The shunt was removed, and Copeland then had a peripherally inserted central catheter, or PICC line, inserted. Medicaid paid for a nurse to come to Copeland’ s home to check on the PICC line as well as a nurse to stay with her at home to keep her out of the hospital.
“I could be home with my kids and wouldn’t have to be in the hospital for eight weeks,” she said. “That was all thanks to Medicaid.”
Roy Mitchell, executive director of Mississippi Health Advocacy Program, said Medicaid is beneficial for mothers like Copeland.
“It is hard to be a mom and deal with a serious health issue, when you are uninsured and worried about your health,” Mitchell said. “Medicaid allows parents to meet their health needs while continuing to take care of their kids without worrying about medical bankruptcy. When parents have health insurance, their children are more likely to be insured, too. It works both ways. And children are healthier and do better in school when they are able to get checkups and doctor visits.”
In June, Copeland had a third surgery to replace the LP shunt. Without it, Copeland is certain she would “be blind or I’d be somewhere dead.”
“Now I can afford the medication with no problem, now I can go to the doctor and I don’t have to worry about ‘Are they going to approve this? Am I going to be able to do this because I don’t have the money for it?’”
Copeland said she knows there is a negative perception surrounding Medicaid but she believes it saved her life.

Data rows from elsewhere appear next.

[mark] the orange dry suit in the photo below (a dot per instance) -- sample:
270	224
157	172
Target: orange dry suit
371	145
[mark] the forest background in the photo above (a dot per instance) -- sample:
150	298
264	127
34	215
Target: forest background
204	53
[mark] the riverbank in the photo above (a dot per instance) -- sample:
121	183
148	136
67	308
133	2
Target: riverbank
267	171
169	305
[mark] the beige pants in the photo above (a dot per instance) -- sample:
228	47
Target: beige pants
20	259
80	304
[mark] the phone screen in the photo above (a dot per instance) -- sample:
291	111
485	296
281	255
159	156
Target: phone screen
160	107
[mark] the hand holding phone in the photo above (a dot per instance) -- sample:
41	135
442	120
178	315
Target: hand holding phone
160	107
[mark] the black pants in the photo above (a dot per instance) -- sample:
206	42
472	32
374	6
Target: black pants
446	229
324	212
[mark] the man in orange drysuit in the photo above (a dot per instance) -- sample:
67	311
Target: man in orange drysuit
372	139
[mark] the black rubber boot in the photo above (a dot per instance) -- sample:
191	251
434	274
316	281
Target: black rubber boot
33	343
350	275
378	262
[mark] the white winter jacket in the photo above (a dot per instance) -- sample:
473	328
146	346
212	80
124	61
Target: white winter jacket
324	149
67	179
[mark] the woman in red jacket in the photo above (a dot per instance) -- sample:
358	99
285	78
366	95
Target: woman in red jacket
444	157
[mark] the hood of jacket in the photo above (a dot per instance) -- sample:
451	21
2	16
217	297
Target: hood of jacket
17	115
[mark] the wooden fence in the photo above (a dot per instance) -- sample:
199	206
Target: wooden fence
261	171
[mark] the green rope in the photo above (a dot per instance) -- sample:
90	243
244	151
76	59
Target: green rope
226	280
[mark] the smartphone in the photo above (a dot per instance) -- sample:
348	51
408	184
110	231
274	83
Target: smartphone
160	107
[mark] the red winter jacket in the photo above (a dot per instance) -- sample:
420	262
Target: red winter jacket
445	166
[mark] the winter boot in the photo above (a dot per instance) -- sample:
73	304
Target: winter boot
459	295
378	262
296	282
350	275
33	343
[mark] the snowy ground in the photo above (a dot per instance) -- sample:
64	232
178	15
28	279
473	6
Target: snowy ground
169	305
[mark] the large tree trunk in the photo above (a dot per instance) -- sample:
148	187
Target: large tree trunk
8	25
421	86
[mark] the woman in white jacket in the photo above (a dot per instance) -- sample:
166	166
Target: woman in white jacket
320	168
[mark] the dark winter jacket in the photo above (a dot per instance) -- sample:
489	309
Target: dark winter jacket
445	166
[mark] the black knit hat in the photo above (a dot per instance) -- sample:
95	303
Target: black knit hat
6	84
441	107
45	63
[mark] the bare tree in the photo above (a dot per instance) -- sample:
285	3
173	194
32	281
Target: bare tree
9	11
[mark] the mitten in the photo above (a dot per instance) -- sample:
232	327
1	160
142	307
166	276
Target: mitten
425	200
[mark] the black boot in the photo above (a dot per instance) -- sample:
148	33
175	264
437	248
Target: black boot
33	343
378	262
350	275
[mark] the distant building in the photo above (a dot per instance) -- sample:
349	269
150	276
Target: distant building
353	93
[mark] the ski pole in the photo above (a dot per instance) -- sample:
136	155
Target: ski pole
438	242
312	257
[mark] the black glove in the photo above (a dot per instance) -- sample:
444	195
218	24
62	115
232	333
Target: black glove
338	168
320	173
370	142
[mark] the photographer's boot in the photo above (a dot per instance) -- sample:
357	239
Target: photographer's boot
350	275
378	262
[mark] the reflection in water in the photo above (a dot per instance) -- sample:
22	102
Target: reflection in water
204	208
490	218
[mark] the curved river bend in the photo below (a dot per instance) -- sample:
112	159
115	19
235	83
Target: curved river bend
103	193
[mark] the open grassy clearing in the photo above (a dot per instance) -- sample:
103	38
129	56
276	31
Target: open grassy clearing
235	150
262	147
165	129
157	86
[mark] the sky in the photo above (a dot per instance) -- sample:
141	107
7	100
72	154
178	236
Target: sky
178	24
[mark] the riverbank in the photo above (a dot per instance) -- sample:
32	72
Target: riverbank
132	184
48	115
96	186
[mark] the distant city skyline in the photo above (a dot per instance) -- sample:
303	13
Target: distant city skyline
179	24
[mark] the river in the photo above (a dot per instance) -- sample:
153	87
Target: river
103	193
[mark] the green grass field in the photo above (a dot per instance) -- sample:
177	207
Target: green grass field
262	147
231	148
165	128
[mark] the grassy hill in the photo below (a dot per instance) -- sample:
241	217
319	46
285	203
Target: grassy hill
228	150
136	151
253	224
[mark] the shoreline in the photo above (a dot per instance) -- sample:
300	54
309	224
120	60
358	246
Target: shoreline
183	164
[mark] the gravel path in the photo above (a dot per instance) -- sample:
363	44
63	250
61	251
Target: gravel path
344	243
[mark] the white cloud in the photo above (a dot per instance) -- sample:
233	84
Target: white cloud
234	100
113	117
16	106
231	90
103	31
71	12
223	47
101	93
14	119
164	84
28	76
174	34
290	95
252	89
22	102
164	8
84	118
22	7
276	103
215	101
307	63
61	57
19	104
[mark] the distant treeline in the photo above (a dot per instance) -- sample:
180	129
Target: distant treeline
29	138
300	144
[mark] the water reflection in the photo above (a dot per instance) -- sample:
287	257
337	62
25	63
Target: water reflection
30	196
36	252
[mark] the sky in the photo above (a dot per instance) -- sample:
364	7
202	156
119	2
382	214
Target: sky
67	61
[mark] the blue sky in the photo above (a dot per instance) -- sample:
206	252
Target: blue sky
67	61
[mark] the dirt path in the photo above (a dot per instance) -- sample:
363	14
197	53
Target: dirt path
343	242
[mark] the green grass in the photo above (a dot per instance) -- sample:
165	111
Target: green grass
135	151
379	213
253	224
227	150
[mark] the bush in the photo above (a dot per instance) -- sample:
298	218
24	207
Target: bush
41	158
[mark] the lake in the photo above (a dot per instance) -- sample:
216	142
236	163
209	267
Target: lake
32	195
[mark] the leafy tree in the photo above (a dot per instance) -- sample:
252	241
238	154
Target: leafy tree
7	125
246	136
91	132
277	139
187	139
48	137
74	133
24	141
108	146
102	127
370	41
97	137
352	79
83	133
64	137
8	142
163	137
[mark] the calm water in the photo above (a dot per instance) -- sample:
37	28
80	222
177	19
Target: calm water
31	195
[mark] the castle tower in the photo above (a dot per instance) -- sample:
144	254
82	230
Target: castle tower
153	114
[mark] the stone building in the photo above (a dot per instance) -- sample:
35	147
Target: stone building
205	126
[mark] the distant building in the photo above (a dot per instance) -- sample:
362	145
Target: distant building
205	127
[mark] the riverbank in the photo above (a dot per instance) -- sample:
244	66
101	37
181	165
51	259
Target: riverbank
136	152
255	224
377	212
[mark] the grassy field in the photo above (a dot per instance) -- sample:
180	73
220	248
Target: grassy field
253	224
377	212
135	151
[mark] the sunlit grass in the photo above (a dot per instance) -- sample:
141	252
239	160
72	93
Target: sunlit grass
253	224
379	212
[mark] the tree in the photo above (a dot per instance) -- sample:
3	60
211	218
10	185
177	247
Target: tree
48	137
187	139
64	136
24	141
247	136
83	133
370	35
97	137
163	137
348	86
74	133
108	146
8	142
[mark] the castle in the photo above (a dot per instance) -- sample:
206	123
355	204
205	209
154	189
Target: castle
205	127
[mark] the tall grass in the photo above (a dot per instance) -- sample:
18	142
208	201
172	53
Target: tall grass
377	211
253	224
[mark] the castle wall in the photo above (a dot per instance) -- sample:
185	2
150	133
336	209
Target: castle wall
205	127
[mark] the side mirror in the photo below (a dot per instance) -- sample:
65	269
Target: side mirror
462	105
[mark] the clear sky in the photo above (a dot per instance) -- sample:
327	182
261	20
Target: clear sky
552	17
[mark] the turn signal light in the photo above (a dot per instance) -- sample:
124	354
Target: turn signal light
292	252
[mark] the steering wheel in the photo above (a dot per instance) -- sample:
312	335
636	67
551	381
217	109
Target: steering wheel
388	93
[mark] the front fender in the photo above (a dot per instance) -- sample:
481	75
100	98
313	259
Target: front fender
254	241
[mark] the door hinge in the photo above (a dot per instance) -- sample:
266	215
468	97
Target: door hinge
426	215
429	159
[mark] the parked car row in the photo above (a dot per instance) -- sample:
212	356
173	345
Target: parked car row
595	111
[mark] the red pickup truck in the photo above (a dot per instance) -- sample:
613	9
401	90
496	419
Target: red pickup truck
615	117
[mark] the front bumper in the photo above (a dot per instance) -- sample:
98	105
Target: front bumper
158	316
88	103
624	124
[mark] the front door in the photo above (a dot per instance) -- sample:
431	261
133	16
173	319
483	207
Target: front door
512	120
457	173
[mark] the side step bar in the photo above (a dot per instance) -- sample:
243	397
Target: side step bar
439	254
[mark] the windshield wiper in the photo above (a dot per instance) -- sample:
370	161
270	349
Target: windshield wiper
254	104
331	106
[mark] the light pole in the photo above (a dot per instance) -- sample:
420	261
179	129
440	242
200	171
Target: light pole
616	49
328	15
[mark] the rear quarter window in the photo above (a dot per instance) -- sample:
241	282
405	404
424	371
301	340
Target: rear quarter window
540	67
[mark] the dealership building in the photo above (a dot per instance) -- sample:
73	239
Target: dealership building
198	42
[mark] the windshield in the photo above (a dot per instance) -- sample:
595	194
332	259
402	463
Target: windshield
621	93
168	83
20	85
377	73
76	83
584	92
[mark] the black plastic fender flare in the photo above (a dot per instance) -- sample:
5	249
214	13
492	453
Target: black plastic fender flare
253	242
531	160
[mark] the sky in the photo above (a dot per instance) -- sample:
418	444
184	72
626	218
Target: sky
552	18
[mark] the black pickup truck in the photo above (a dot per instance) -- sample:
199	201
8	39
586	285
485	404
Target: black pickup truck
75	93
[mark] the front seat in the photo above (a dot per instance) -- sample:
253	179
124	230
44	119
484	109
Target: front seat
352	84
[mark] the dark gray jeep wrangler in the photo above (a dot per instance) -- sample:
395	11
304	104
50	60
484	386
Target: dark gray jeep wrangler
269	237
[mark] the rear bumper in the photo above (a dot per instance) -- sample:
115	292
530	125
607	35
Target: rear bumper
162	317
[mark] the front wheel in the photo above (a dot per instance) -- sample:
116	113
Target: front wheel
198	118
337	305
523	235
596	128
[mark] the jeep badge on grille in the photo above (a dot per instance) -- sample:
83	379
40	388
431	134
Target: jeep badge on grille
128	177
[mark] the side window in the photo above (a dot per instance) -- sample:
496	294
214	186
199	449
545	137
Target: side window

“A lot of people say their tax dollars are paying for people who are lazy and don’t want to get up and work … but think about the people who can’t get up out of that bed and go to work; you’re saving lives. It’s not all about people trying to be benefits queens and kings and stuff like that. Don’t look at it like that. Look at it as ‘I’m paying to help someone save their life.’”
Copeland said she’s pain-free and now looking to the future. She hopes to move back in her home and open a teen center for young people in the area.
“We’re in the recovery process and I’ve got high hopes,” she said. “I try to be optimistic and not pessimistic about the situation. I don’t try to think about the negative, just think about moving forward.”